Nous nous entendons, Commandant. La symbiose est tout à la fois la raison qui vous vaut le siège que vous occupez actuellement, celle qui le menace, et celle qui fait que vous le conserverez malgré tout. Il n'y a pas que cela, bien entendu. Vous savez comment je vous considère, et le genre d'éloge que j'ai adressé au Roi pour soutenir votre candidature.
Vous restez un individu, avant d'être un symbiosé. L'anticonformisme que vous mentionnez existe, mais il n'est pas loi. Il fait que je peux ne plus m'étonner d'entendre des gradés noirs prôner l'ouverture à l'étranger, et plus seulement des bleus. A la limite. Mais nombre de symbiosés agissent maintenant comme ils l'ont toujours fait.

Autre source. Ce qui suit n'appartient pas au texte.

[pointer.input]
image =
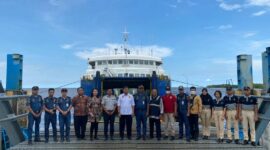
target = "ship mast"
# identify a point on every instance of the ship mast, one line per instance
(126, 50)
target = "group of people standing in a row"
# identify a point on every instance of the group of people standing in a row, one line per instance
(186, 108)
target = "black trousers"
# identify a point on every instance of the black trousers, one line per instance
(194, 126)
(155, 122)
(80, 126)
(94, 127)
(125, 121)
(108, 121)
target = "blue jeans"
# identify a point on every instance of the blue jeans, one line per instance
(50, 119)
(31, 121)
(141, 119)
(183, 121)
(108, 120)
(64, 122)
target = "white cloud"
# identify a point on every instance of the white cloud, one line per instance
(3, 72)
(249, 34)
(259, 13)
(224, 27)
(68, 46)
(229, 7)
(109, 49)
(259, 2)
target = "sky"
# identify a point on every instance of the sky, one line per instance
(197, 39)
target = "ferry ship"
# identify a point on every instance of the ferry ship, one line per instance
(122, 66)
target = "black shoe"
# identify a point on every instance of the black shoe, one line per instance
(229, 141)
(221, 140)
(245, 142)
(62, 140)
(253, 143)
(37, 140)
(144, 138)
(165, 137)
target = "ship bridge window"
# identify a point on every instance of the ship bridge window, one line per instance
(146, 62)
(120, 61)
(120, 75)
(104, 62)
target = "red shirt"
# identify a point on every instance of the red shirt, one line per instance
(169, 102)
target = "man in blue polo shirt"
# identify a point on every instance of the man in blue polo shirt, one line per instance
(35, 105)
(50, 115)
(64, 106)
(141, 100)
(249, 115)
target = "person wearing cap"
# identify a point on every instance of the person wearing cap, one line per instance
(141, 100)
(126, 112)
(35, 107)
(195, 109)
(80, 105)
(218, 112)
(64, 106)
(183, 109)
(207, 104)
(50, 115)
(170, 112)
(109, 104)
(248, 114)
(155, 111)
(232, 114)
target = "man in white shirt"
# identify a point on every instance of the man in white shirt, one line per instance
(126, 112)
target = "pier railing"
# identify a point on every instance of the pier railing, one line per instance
(13, 116)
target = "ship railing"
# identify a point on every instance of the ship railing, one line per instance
(13, 112)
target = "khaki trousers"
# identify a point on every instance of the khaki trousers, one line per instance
(219, 123)
(231, 119)
(169, 121)
(206, 120)
(248, 121)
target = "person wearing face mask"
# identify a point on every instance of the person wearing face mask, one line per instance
(232, 114)
(170, 112)
(195, 109)
(218, 114)
(207, 103)
(248, 114)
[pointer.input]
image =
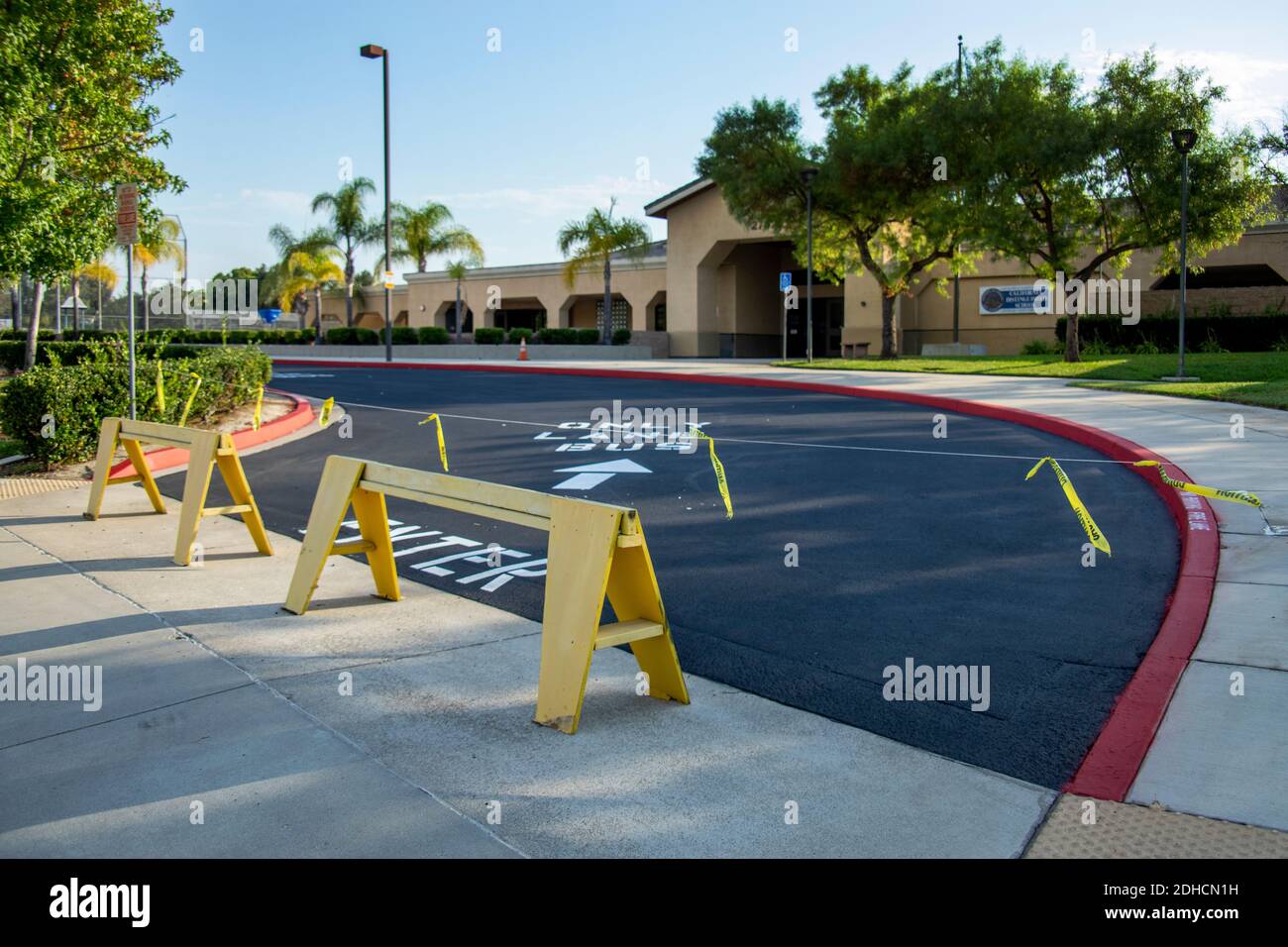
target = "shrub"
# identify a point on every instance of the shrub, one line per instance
(558, 337)
(1256, 333)
(80, 395)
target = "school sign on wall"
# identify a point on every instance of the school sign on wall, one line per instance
(1014, 300)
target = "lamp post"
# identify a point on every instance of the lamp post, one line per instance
(183, 287)
(807, 175)
(1184, 140)
(373, 52)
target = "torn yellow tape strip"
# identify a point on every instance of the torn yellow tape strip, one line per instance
(442, 445)
(192, 397)
(1232, 495)
(719, 468)
(1080, 509)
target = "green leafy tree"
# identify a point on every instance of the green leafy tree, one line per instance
(75, 80)
(420, 234)
(590, 245)
(348, 227)
(1072, 182)
(880, 206)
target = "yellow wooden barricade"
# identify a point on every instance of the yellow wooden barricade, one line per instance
(595, 551)
(205, 450)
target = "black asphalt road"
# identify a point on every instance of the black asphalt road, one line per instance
(940, 560)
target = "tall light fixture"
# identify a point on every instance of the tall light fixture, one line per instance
(373, 52)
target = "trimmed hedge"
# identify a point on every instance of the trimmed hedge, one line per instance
(558, 337)
(1232, 333)
(13, 354)
(78, 397)
(352, 335)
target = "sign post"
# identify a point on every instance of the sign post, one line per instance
(127, 236)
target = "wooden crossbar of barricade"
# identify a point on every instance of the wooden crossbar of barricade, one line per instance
(593, 551)
(206, 449)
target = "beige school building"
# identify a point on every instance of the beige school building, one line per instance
(711, 290)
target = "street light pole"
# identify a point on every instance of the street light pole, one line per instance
(373, 52)
(1184, 140)
(807, 175)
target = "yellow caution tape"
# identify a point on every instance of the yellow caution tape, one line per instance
(192, 397)
(1098, 539)
(1232, 495)
(719, 468)
(442, 445)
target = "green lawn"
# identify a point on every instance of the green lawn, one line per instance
(1247, 377)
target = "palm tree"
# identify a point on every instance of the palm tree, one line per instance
(348, 228)
(424, 232)
(591, 243)
(456, 269)
(156, 248)
(309, 272)
(102, 274)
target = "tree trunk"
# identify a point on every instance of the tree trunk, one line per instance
(1070, 337)
(34, 326)
(143, 291)
(888, 328)
(608, 303)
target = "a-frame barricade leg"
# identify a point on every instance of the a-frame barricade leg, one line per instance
(636, 599)
(196, 484)
(239, 488)
(107, 433)
(583, 541)
(336, 491)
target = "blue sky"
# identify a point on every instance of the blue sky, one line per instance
(584, 101)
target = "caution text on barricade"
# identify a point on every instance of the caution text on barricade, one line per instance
(593, 551)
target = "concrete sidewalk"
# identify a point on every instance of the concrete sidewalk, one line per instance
(1216, 754)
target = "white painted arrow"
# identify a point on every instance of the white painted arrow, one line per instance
(592, 474)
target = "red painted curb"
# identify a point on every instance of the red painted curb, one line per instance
(166, 458)
(1112, 763)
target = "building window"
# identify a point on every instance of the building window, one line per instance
(621, 313)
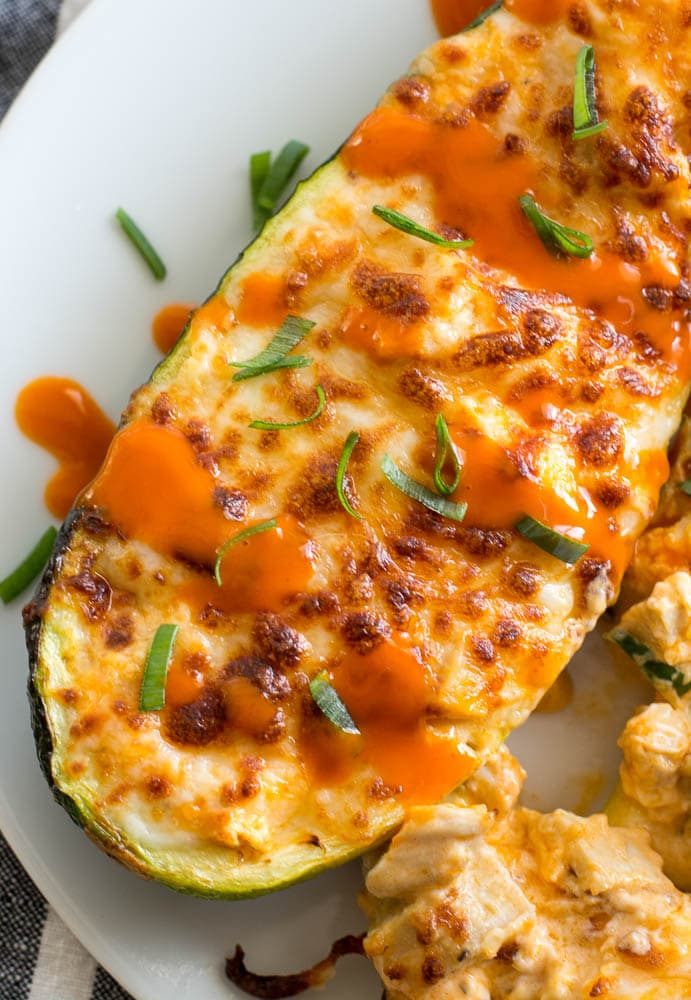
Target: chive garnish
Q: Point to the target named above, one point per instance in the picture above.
(348, 447)
(152, 695)
(645, 659)
(412, 228)
(551, 541)
(268, 425)
(255, 529)
(279, 175)
(586, 121)
(274, 357)
(482, 17)
(446, 451)
(329, 703)
(259, 168)
(416, 491)
(27, 571)
(142, 244)
(558, 239)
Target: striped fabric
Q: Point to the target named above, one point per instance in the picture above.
(39, 958)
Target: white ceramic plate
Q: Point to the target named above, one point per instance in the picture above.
(155, 105)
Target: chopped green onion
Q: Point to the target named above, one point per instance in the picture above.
(348, 447)
(551, 541)
(644, 658)
(27, 571)
(481, 18)
(259, 168)
(558, 239)
(255, 529)
(329, 703)
(274, 357)
(446, 450)
(268, 425)
(416, 491)
(142, 244)
(586, 121)
(280, 173)
(152, 695)
(412, 228)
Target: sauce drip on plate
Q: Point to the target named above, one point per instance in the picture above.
(168, 325)
(60, 416)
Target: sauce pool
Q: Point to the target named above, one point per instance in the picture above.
(59, 415)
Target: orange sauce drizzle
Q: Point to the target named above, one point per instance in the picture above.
(183, 685)
(498, 496)
(168, 325)
(384, 336)
(259, 573)
(262, 300)
(153, 488)
(387, 693)
(248, 710)
(462, 163)
(61, 416)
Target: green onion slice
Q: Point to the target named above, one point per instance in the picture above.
(549, 540)
(558, 239)
(416, 491)
(142, 244)
(645, 659)
(482, 17)
(27, 571)
(152, 695)
(259, 169)
(274, 357)
(586, 121)
(329, 703)
(268, 425)
(280, 174)
(255, 529)
(348, 448)
(412, 228)
(446, 451)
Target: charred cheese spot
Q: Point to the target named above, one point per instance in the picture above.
(198, 723)
(389, 293)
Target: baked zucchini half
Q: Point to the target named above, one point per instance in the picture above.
(360, 627)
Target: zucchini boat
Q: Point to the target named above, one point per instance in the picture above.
(358, 630)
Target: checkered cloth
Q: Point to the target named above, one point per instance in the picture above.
(39, 958)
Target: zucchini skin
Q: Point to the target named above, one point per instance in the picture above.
(386, 283)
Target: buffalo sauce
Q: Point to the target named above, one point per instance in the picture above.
(168, 325)
(61, 416)
(387, 692)
(464, 165)
(154, 489)
(262, 300)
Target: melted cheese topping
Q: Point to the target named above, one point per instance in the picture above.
(525, 905)
(561, 381)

Son regard se perdit dans le vide.
La symbiose ne leur accorde pas plus d'intelligence militaire ; et leur intérêt propre -avancement hiérarchique, biens à posséder, passe toujours avant l'intérêt de la Fraternité, voire de tout Syfaria. Cela s'étend aux autres bulles, très certainement. Vous faites aussi le choix de dépasser parfois votre rôle de diplomate. C'est louable, et ni moi-même, ni aucun membre du gouvernement n'a à discuter ce fait.
Il ajouta, avec un demi-sourire.
Et j'espère malgré tout que cette peine vous apporte des contreparties ... agréables.
Il fit demander à ce qu'on débarrasse la table.
Y a t-il un autre sujet dont vous souhaiteriez discuter ? J'ai encore un moment à vous accorder, avant d'aller passer les troupes en revue.